In particular, the veterans and homeland security bills are widely popular with both parties, but taken together the four bills breach President Bush's request by $9 billion. Office of Management and Budget Director Rob Portman last week reiterated his threat to recommend that Bush veto fiscal 2008 spending bills if they exceed his overall $932.8 billion request.
House Democrats are clearly on pace to do so, having allotted about $21 billion extra above that figure in the budget resolution.
The four bills under consideration this week by the full committee individually violate Bush's spending requests for Appropriations subcommittees, and the $64.7 billion Military Construction-Veterans Affairs bill represents nearly half the total increase -- $4 billion above Bush's request.

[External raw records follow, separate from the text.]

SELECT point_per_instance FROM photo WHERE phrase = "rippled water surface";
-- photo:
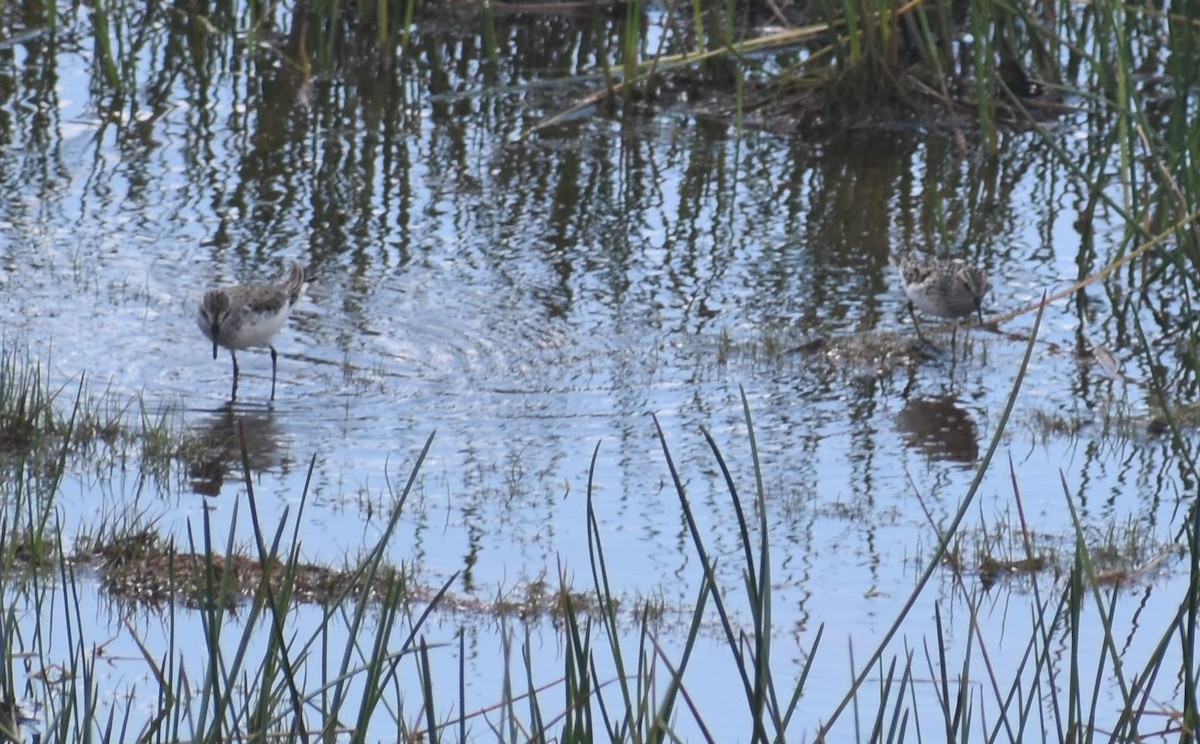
(527, 299)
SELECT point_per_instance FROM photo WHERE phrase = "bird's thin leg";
(274, 358)
(233, 394)
(916, 324)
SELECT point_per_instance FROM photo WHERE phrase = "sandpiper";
(250, 316)
(946, 287)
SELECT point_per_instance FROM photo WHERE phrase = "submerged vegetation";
(233, 664)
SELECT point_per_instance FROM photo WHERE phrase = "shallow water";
(526, 300)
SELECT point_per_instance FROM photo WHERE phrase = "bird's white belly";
(256, 329)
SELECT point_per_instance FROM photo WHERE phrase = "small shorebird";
(250, 316)
(946, 287)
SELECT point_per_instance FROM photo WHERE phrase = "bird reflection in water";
(219, 447)
(941, 429)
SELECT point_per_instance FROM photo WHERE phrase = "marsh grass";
(256, 677)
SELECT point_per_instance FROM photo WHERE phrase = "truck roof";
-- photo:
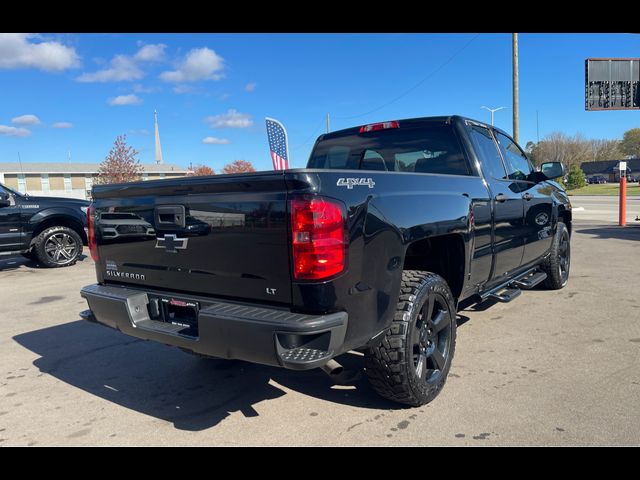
(413, 122)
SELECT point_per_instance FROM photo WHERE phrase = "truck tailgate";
(223, 236)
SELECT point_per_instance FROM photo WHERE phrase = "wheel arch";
(58, 220)
(441, 254)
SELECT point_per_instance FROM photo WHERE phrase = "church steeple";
(158, 148)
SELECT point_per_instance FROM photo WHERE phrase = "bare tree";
(238, 166)
(120, 165)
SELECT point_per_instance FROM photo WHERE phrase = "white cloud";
(124, 67)
(14, 132)
(121, 68)
(18, 51)
(215, 141)
(199, 64)
(62, 125)
(26, 120)
(151, 53)
(231, 119)
(139, 88)
(185, 89)
(130, 99)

That represents a $15 billion increase over the current fiscal year, or about 30 percent for programs impacting veterans and military families.
"I'd rather not" recommend a veto, Portman said, but he said Bush's budget calls for a 22 percent increase over the current year and that Republicans since 2001 have increased the veterans' health budget by around 80 percent.
Appropriations Chairman David Obey, D-Wis., recently noted the difference between Bush and Democrats overall on non-defense discretionary spending amounted to about 2 percent, calling that figure "the difference between [Bush] being president and being king."
House GOP conservatives are circulating a letter aiming to obtain the necessary 146 signatures proving Bush will have the votes to sustain a veto on spending bills.
At the end of last week they were close to hitting that target, and Portman lauded the House Republican Study Committee Chairman, Rep. Jeb Hensarling of Texas, for orchestrating the effort.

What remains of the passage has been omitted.